Background: This study intended to measure radiation doses to various organs and calculate the risk of cancer incidence from neck computed tomography and head computed tomography scans of trauma patients by using a thermoluminescent dosimeter.
Methods:We assessed 93 patients who presented to the Emergency Department. Based on their health conditions, different computed tomography scans were performed. We used a fixed tube current of 200 mAs and tube voltage of 120 kVp for all patients. Next, we derived the effective radiation dose by multiplying the dose length product and conversion factor of each computed tomography scan based on the International Commission on Radiological Protection 103. Organ dose estimations were calculated from the dosimeter readout. We calculated the life attributable risk for cancer incidence based on the Committee on the Biological Effects of Ionizing Radiation VII preferred models.

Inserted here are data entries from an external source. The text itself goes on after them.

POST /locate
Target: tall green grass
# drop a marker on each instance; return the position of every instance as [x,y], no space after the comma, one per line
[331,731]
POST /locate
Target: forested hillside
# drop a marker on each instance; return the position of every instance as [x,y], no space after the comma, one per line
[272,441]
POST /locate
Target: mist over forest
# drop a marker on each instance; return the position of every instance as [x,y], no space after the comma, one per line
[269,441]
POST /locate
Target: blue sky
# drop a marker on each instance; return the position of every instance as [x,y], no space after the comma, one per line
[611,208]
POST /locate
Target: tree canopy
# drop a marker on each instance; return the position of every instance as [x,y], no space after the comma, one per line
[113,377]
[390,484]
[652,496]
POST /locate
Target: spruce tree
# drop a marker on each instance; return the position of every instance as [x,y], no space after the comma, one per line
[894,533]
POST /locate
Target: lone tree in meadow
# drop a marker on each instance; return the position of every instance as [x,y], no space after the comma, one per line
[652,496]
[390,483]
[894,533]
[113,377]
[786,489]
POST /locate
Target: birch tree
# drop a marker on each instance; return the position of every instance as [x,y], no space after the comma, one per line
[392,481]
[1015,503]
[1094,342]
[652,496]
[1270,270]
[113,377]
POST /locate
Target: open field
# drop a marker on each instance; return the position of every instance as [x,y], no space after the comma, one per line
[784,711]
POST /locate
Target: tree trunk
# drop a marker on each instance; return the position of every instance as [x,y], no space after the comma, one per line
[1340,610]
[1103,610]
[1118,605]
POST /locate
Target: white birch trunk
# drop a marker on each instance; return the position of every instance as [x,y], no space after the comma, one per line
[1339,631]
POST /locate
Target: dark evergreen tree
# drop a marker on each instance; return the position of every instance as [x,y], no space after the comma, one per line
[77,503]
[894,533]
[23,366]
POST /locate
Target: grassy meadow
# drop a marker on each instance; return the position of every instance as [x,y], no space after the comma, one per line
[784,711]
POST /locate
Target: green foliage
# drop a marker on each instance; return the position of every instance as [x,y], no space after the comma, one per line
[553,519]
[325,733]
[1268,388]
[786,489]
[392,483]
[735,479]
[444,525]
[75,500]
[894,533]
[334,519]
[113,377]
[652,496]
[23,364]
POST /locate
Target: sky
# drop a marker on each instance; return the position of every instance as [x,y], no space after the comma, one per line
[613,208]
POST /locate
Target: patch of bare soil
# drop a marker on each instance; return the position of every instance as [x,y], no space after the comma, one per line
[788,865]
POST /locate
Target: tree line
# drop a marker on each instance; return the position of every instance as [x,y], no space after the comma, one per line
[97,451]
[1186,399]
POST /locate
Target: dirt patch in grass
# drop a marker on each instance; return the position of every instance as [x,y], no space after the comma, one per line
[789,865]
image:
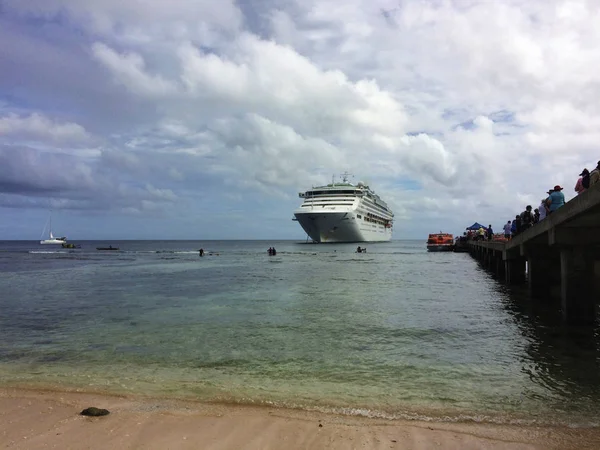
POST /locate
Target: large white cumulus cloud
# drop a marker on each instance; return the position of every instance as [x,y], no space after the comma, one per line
[450,109]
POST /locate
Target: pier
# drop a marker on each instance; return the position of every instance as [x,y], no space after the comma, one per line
[557,257]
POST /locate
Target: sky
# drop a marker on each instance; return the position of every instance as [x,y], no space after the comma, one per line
[203,119]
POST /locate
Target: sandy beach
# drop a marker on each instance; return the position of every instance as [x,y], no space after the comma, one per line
[37,419]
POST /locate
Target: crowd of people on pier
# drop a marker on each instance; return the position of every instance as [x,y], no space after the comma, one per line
[554,200]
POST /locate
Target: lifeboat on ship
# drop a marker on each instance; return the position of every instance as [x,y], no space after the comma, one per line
[440,242]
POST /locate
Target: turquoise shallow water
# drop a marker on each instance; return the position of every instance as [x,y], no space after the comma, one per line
[396,332]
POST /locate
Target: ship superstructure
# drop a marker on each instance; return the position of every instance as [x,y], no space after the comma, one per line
[344,212]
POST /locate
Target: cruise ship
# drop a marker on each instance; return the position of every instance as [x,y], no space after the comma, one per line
[344,212]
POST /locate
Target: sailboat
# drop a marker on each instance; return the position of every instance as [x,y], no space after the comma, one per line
[51,239]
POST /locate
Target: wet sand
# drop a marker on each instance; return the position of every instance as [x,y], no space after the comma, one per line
[42,419]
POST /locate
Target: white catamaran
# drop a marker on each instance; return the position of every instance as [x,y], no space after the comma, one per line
[344,212]
[51,239]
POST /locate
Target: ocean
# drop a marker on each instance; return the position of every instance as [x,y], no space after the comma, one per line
[395,332]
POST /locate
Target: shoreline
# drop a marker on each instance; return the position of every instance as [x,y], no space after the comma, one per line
[44,418]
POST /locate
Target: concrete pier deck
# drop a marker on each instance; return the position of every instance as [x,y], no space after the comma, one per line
[559,254]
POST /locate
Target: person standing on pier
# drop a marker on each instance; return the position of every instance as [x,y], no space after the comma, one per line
[556,199]
[595,175]
[583,182]
[507,228]
[526,218]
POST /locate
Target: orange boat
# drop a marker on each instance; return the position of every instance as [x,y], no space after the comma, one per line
[440,242]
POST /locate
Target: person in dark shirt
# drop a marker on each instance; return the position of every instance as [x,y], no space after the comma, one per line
[526,218]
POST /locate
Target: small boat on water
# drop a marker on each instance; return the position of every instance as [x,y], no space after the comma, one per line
[107,248]
[51,238]
[440,242]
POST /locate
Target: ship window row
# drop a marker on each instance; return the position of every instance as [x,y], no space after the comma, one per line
[327,203]
[385,215]
[324,205]
[344,192]
[376,206]
[314,200]
[377,219]
[383,212]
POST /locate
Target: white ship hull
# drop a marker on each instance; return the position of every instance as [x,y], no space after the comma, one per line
[341,227]
[53,241]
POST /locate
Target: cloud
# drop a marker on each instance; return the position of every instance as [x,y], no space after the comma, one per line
[40,128]
[478,106]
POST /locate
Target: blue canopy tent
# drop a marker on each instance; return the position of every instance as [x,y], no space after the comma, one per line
[476,226]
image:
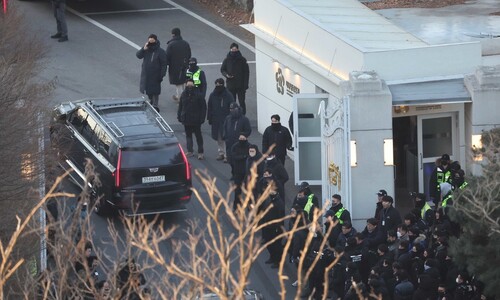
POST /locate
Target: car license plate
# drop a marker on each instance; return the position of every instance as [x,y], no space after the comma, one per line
[151,179]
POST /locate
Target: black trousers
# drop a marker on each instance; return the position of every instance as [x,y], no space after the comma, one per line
[196,129]
[240,94]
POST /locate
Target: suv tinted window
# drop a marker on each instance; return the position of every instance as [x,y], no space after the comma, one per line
[78,119]
[151,156]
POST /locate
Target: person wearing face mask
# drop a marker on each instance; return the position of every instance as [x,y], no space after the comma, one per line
[235,69]
[196,74]
[191,113]
[239,154]
[154,68]
[217,111]
[234,125]
[279,136]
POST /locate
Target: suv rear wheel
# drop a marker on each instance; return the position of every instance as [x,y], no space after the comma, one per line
[100,205]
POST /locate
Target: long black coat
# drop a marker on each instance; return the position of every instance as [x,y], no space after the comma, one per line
[280,136]
[233,126]
[178,54]
[235,69]
[218,110]
[192,108]
[154,68]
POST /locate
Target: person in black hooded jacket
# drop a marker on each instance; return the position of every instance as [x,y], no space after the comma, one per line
[278,135]
[217,111]
[191,113]
[235,69]
[234,125]
[239,155]
[154,68]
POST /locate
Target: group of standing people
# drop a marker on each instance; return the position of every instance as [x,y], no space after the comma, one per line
[226,117]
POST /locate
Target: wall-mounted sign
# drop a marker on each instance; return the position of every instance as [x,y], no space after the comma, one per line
[283,85]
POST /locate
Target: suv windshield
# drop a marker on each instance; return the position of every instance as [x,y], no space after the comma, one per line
[151,157]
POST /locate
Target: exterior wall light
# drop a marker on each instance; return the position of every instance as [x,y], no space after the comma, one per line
[354,158]
[388,152]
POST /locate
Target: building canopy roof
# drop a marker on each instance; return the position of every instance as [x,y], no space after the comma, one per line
[355,23]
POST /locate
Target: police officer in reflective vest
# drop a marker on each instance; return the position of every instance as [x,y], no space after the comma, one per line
[312,200]
[336,213]
[198,76]
[441,174]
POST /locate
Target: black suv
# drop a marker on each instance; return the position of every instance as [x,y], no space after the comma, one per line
[141,165]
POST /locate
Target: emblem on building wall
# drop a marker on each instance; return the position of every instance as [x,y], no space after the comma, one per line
[282,84]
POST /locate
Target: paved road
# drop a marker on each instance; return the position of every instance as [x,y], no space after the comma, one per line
[99,60]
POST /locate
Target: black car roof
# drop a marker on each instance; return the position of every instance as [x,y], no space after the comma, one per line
[130,119]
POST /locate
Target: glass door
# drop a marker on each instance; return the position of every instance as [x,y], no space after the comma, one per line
[436,136]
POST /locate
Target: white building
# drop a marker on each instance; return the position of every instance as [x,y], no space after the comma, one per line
[392,102]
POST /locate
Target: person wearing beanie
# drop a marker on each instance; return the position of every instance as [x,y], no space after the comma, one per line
[217,111]
[154,68]
[389,216]
[235,69]
[279,136]
[178,54]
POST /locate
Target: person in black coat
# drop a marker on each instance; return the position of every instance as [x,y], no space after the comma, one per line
[178,53]
[279,173]
[279,136]
[271,231]
[154,68]
[254,156]
[234,125]
[235,69]
[389,216]
[191,113]
[217,111]
[239,154]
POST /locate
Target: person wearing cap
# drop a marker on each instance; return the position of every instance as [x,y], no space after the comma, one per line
[235,69]
[280,173]
[389,216]
[279,136]
[154,68]
[380,194]
[336,213]
[440,174]
[191,113]
[198,76]
[217,111]
[235,124]
[178,54]
[373,234]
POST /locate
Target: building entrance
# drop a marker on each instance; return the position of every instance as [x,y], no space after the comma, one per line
[418,141]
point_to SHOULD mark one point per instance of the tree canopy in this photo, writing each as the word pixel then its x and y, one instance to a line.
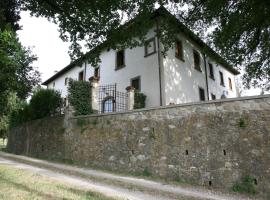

Results: Neck computed tomography scans had a mean effective dose of 2.18 mSv. The mean effective dose for head computed tomography scans was 1.53 mSv. The highest mean equivalent organ dose was for the thyroid with the neck computed tomography scan and the lenses of the eyes with the head computed tomography scan. There was no significant difference between scan lengths in each computed tomography acquisition. There was a noticeable correlation observed between effective radiation dose and tube current. As anticipated, young people had a higher life attributable risk of cancer compared to the elderly. This amount was less than 0.011 per 100 persons for both computed tomography studies.
Conclusion: Our data showed a significant organ radiation dose in both neck and head computed tomography scans, not only for the thyroid and the lenses of the eyes, but also for the chest.